Feyzioğlu, “Son vakitlerde görüyoruz ki, Türkiye’nin çeşitli vilayetlerinde tabelalar değiştiriliyor, Kürtçeler indiriliyor. Hukukî açıdan buna nasıl bakarsınız?” sorusu üzerine, “Bir yasal desteği varsa birisinin bana göstermesi lazım. Ben yasal desteği olduğunu bilmiyorum. Belediye mevzuatının uzmanı değilim. Fakat İngilizce tabelalar var, yahut Rusça var Arapça var vesaire” dedi.

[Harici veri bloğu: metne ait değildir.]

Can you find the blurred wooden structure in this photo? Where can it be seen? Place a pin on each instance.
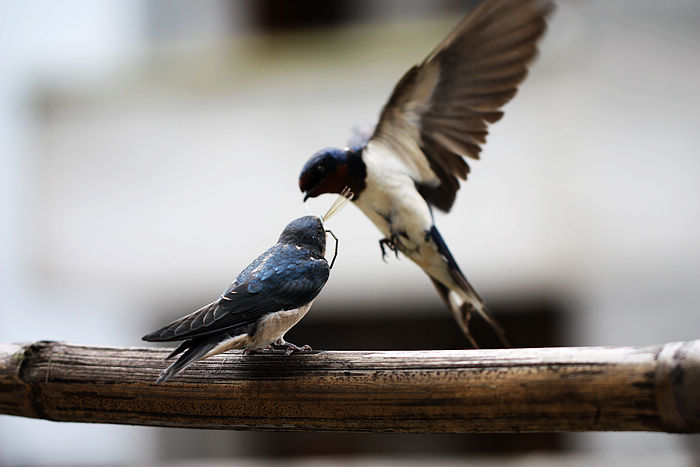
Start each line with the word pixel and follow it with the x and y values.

İstanbul’un Kürtlerin en çok yaşadığı kent olarak bilindiğini söyleyen sunucunun, “Neden rastgele bir tabela yapılmadı. Hiç Kürtçe tabela asılmadı da birden teğe son birkaç yılda Suriye ile ilgili, hem resmi hem vatandaşın kendi tabelalarında çok sayıda Arapça olması…” demesi üzerine ise Feyzioğlu şu sözleri kullandı:
“Bu biraz devletin başarısıyla da ilgilidir. Biz resmi lisanın Türkçe olması sayesinde… 1930’ları çok aştığımızı kabul edelim. Artık Türkçe konuşuyoruz: Birbirimizle Türkçe anlaşıyoruz. Türkçe resmi lisanımız olduğu için… Ortak lisanımız birebir vakitte. Ben ABD’de çok çeşitli vesilelerle bulundum. Deneyimimi aktarayım. Herkes İngilizce konuşuyor ancak İspanyolca bilmeyen ABD7iller de İspanyol kökenli ABD’lilerle daha duygudaş olmak için İspanyolca öğrenmeye çaba ediyor. İstanbul’da Kürtçe tabelaya muhtaçlık var mı? Lakin Türkçe biliyor. Buradan bir yere varır mıyız bilmiyorum lakin, Suriyeliler yahut gelen Araplar anlamıyor. Anlaması için… Tabela nedir? Anlaması için…”
“Ayrımcılık yasağına ters telaffuzlarda bulunmuştur”
ÖHD Diyarbakır Şubesi, Kürtçenin resmi ve gündelik kullanımına karşı telaffuzları nedeniyle TBB Lideri Metin Feyzioğlu’nı protesto etti ve cürüm duyurusunda bulundu. Açıklamada, “‘Resmi manada çift dillilik bölünme tehlikesidir. Resmi manada çok dilliliği hakikat bulmuyorum. Türkçe tabelalar için yasal destek varsa gösterin. Kürtçe tabelaların olmamasına ait, ‘Kürtler Türkçe biliyor ancak Suriyeliler Türkçe bilmiyor’ halindeki karşılıklarıyla aleni bir biçimde ayrımcılık yasağına alışılmamış telaffuzlarda bulunmuştur” denildi.